В ней рассказывалось, как был уволен — отставлен от своего журнала — Иван Петрович Шухов. Многолетняя травля привела к естественному концу... Но с 1974 года минуло 15 лет! По стране победно шествует гласность, плюрализм, утверждается новое мышление!.. Поднесем же к глазам "отцов-инициаторов перестройки" зеркало — не уловят ли они, что не в их пользу постыдное сходство?.. Ведь нельзя не признать совпадения сюжетов, мотивов, методов... Получалось нечто подробное знаменитой гамлетовской "ловушке". Гарифуллина прочитала материал, пересланный мною в редакцию, и тут же отправила в набор. Пропустить его, не заметить было немыслимо — и объем солидный, и опубликовали его 5 мая — в День печати... В День печати — о том, как боролись с печатью, гильотинировали журнал...
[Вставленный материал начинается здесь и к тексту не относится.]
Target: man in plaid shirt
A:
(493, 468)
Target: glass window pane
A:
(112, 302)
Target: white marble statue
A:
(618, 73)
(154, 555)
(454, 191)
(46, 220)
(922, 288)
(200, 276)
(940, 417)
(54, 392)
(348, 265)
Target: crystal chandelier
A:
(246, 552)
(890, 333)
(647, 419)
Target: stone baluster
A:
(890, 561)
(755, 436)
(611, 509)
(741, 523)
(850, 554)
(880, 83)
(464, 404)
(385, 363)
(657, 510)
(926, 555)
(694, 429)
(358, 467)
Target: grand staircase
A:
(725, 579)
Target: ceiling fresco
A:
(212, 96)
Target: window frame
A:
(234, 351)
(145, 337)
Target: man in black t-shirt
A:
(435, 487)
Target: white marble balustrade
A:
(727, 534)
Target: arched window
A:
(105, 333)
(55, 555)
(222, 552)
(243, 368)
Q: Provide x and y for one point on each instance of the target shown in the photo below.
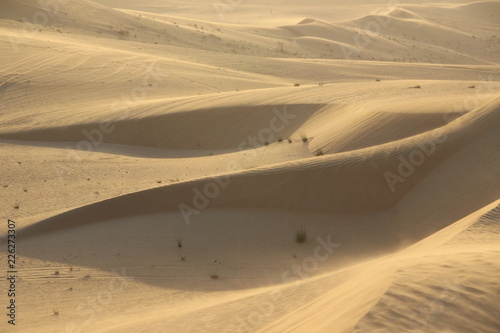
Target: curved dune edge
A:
(306, 185)
(443, 273)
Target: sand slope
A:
(128, 128)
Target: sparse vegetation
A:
(301, 235)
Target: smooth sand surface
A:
(159, 157)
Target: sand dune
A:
(159, 158)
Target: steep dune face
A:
(356, 182)
(164, 160)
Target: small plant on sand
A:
(301, 235)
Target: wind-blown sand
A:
(158, 158)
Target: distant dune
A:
(230, 166)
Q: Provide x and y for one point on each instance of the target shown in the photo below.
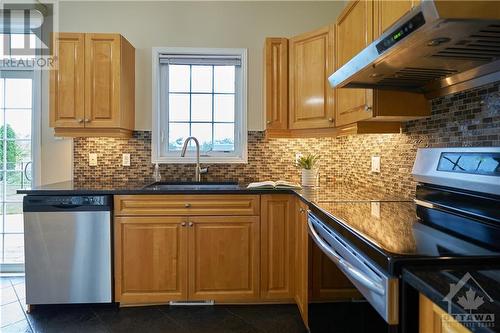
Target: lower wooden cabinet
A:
(223, 258)
(158, 259)
(432, 319)
(277, 246)
(302, 260)
(150, 259)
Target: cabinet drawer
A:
(187, 205)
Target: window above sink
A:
(201, 93)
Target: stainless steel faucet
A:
(198, 170)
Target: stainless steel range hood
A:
(438, 47)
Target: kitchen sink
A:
(162, 186)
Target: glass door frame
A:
(36, 117)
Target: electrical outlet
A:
(125, 159)
(93, 159)
(297, 156)
(375, 209)
(376, 164)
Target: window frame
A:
(160, 119)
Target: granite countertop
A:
(476, 287)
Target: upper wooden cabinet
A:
(92, 89)
(275, 94)
(358, 25)
(311, 97)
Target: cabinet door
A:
(311, 97)
(431, 319)
(67, 81)
(277, 246)
(328, 282)
(276, 83)
(102, 80)
(354, 31)
(388, 12)
(224, 258)
(302, 261)
(150, 259)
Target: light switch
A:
(125, 159)
(376, 164)
(93, 159)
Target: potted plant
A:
(309, 173)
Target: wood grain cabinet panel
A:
(302, 260)
(150, 259)
(67, 81)
(93, 86)
(311, 97)
(276, 83)
(186, 205)
(224, 258)
(431, 319)
(277, 246)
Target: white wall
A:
(188, 24)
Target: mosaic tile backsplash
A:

Но не зря мерил я нынешних партдеятелей меркой Клавдия, злодея сказочно-далеких времен, да еще и облагороженного Шекспиром... Нападки на Гарифуллину продолжились, гайки закручивались все туже. Но и ею овладело остервенение борьбы. В газете появились воспоминания А.Жовтиса о Юрии Домбровском с резким выпадом в адрес человека, сыгравшего зловещую роль в судьбе Домбровского перед его третьей "посадкой" в 1949 году. (Сейчас этот человек играет немалую роль в жизни московских литераторов и входит в редколлегию "Нашего современника"). Затем — воспоминания Руфи Тамариной о лагере — в пяти номерах... Все как положено в классическом варианте: одна — против всех: не людей — СИСТЕМЫ. Что же могло ее спасти? Ее, газету?..

Шел 1-й Съезд Советов СССР, ситуация обострялась с каждым днем — я предложил послать некоторые материалы Юрию Карякину, народному депутату, созвонился с ним, получил "добро". Мне привезли письмо, подписанное несколькими сотрудниками. В редакции прошло собрание, решили требовать, чтобы редактора оставили в покое, в случае необходимости — апеллировать в ЦК... Я договорился с соседом-летчиком, что письмо Карякину он опустит в Москве...

У Гарифуллиной в запасе оставался шанс, на который она больше всего надеялась: четко мотивированная позиция, протест против фальшивых обвинений и с гордо поднятой головой уход из редакции. Она думала этим по крайней мере нарушить традицию покорного подчинения любым проявлениям вельможно-партийного самодурства...

Не подействовало.

Ни письмо Карякину, ни протест редакции, ни написанное Гарифуллиной заявление в поднебесные инстанции.